I've asked the question before: is there too much Google in Android? While the general response to my question has tended to be that Google can do whatever it wants with its own operating system, it seems that I'm not the only one that knows a monopoly when they see one. Google is once again under the microscope by the European Commission for possibly abusing the Android ecosystem's 85% market share to squeeze out other interests.
Android's global dominance as the most widespread mobile operating system is clear, given the most recent market share figures shared by Strategy Analytics, a market research firm. Android is up from 80% market share this time last year to 85% this year, and Apple has slid from 13.4% to just 11.9% in the same period. The question has arisen though: is Google using its superior market position to force the use of its other products, namely Search, Maps, YouTube, the Play Store and other Google products pre-loaded on many smartphones.

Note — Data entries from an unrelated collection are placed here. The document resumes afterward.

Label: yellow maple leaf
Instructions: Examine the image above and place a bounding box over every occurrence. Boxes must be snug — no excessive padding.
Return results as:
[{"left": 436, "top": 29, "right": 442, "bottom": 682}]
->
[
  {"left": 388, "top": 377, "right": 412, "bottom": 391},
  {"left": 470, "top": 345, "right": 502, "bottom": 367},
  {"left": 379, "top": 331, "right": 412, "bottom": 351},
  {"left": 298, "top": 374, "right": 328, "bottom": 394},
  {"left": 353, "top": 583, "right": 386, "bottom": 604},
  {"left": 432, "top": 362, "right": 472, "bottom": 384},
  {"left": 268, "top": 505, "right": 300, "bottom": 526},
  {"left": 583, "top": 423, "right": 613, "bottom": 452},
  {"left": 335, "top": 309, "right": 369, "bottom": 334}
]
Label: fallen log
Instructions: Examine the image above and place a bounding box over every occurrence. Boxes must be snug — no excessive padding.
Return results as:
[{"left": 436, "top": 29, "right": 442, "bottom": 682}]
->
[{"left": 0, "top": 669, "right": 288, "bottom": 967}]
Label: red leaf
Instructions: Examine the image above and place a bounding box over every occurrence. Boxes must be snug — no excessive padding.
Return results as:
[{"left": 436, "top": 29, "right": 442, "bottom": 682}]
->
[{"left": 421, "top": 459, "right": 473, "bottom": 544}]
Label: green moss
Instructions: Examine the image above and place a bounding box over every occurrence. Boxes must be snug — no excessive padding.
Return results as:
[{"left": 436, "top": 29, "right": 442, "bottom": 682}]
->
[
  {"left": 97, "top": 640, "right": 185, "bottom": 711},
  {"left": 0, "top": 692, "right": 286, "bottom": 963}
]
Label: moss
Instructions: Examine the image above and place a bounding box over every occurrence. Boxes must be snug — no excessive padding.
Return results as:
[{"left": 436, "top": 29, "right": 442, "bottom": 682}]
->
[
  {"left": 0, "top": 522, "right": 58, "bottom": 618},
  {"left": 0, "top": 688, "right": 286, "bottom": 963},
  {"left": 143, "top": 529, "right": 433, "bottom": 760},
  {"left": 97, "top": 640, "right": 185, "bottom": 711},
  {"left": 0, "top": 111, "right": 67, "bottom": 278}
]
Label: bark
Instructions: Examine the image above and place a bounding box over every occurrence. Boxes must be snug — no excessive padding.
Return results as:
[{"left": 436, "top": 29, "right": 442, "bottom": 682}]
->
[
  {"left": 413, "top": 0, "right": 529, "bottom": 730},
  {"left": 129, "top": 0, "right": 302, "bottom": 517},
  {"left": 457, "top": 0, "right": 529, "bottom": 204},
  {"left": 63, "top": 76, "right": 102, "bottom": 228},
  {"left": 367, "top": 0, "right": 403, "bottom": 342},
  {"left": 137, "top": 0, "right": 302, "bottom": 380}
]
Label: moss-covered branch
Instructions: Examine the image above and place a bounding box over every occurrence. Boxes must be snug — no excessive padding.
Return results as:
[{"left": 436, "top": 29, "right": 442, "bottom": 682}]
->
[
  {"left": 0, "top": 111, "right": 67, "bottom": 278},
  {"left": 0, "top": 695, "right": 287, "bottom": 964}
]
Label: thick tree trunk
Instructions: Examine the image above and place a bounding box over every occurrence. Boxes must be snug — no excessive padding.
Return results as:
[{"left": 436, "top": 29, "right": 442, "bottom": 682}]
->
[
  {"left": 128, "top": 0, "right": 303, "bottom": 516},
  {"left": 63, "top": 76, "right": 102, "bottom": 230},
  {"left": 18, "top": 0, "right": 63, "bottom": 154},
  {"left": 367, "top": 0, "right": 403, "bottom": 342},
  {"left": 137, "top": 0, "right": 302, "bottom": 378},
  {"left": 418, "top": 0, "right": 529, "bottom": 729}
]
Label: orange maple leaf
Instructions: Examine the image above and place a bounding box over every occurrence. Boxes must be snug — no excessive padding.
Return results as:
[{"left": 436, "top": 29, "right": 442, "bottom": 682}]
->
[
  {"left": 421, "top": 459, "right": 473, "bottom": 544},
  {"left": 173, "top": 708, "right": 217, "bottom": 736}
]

Google has been been under investigation previously for this same reason, when the company was accused of unfairly promoting their own products and services in the web-based search engine. After a two-year investigation, Google offered to increasingly display other companies' products and search results (like Microsoft and Yahoo). The EU Commission then threatened Google with a 5 billion dollar fine because it felt Google's efforts were insufficient. That whole episode took another two years to clear up.

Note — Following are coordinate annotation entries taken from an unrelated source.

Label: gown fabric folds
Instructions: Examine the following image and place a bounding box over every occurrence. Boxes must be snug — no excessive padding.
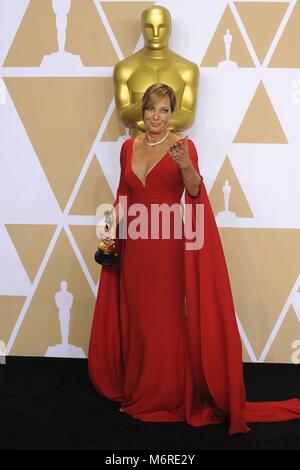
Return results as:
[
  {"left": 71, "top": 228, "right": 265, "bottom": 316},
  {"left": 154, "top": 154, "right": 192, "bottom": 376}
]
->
[{"left": 88, "top": 138, "right": 300, "bottom": 435}]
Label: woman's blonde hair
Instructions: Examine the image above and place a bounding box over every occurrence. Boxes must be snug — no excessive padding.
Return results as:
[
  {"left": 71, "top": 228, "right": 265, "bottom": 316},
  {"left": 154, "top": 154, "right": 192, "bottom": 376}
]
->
[{"left": 142, "top": 83, "right": 176, "bottom": 116}]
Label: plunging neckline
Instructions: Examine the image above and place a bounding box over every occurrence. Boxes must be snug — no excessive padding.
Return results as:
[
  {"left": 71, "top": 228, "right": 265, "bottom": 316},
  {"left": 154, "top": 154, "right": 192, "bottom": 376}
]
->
[{"left": 129, "top": 137, "right": 182, "bottom": 189}]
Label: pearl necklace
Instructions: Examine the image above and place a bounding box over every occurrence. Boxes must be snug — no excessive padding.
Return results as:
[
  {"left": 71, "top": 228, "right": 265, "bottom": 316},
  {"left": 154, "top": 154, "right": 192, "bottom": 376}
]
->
[{"left": 145, "top": 131, "right": 170, "bottom": 146}]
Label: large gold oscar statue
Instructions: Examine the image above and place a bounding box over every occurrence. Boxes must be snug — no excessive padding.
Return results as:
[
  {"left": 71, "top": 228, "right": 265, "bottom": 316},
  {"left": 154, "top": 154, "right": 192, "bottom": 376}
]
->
[{"left": 113, "top": 6, "right": 199, "bottom": 136}]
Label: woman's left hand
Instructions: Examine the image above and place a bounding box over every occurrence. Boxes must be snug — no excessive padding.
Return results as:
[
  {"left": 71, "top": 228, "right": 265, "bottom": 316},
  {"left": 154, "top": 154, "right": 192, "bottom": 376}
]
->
[{"left": 168, "top": 136, "right": 191, "bottom": 168}]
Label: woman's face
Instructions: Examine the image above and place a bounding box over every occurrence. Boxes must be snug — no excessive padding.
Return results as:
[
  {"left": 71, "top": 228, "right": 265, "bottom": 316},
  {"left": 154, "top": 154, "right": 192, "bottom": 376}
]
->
[{"left": 144, "top": 96, "right": 172, "bottom": 134}]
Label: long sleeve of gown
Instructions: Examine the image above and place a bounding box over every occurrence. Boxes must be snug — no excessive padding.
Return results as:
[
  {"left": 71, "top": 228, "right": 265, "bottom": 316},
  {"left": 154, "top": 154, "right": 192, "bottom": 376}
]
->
[{"left": 88, "top": 141, "right": 129, "bottom": 400}]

Now, Google is facing the same kind of issue with its mobile platform. If hardware partners want the latest version of Android for their devices, they have to agree to installing a certain number of Google apps. The EU Commission is now asking these manufacturing and business partners to produce seven years' worth of documents, agreements, emails, faxes, letters, meeting notes and basically anything else that could implicate Google in an antitrust case. A preliminary questionnaire containing 40 questions about Google's actions and agreements has already gone out and manufacturers have until September to produce answers.

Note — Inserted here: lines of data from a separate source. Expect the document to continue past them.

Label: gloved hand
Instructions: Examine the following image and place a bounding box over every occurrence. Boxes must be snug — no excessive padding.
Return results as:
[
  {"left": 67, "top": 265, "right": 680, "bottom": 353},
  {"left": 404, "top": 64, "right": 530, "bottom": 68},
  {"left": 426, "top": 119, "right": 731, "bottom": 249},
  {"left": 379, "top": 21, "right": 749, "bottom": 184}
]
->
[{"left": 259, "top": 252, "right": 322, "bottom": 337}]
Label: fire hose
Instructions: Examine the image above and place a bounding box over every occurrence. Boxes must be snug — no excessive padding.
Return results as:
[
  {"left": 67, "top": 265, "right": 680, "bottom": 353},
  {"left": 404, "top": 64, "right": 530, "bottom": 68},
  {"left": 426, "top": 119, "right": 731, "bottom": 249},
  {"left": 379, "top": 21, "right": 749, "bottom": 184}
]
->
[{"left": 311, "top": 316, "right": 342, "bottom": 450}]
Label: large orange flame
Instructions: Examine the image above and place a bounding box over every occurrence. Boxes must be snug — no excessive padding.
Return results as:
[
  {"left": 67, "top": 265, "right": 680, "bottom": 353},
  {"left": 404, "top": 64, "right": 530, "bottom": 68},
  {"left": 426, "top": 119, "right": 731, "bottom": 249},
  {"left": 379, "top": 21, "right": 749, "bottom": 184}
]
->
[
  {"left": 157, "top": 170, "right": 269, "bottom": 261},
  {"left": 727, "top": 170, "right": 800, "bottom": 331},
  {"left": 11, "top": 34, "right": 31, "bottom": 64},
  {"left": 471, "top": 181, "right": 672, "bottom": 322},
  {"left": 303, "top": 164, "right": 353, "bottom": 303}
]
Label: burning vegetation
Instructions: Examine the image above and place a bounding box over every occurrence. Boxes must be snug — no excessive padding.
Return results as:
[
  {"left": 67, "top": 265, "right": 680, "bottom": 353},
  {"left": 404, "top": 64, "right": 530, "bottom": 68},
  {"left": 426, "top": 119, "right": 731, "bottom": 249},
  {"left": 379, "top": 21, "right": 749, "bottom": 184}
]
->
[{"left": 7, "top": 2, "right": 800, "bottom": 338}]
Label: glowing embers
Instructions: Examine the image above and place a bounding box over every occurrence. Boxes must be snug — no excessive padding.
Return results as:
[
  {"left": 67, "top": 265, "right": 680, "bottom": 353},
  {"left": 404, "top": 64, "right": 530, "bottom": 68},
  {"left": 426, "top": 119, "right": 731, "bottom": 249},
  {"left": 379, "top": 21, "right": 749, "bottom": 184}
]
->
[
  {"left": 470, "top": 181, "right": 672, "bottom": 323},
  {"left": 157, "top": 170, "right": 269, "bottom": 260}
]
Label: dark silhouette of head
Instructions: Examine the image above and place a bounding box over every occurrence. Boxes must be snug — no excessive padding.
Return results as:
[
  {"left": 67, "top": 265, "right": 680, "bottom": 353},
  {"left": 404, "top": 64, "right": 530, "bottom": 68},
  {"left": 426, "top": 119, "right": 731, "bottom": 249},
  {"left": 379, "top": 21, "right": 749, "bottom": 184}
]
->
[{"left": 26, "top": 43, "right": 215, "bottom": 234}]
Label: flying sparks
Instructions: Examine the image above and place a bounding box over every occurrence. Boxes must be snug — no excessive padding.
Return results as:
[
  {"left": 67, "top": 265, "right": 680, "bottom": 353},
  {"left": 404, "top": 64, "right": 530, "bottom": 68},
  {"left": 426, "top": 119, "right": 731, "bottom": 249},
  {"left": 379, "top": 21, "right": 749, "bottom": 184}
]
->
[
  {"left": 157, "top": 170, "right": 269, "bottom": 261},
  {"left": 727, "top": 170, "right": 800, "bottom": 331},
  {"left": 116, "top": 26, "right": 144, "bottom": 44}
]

If evidence is found that indicates Google is guilty of forcing hardware partners to install Google apps and services rather than their own services and apps, then Google could be facing a full-blown antitrust investigation that could have major repercussions across the entire Android landscape. While it may not be enough to challenge Google's global dominance, which has increasingly been brought about by the meteoric success of Android, it would shake things up significantly. While Google's apps and services are probably now so ingrained in our Android world view that we wouldn't choose anything else, at least we'd know those choices were made on a level playing field in future.
Do you think there's too much Google in Android? Just how much control do you think is too much?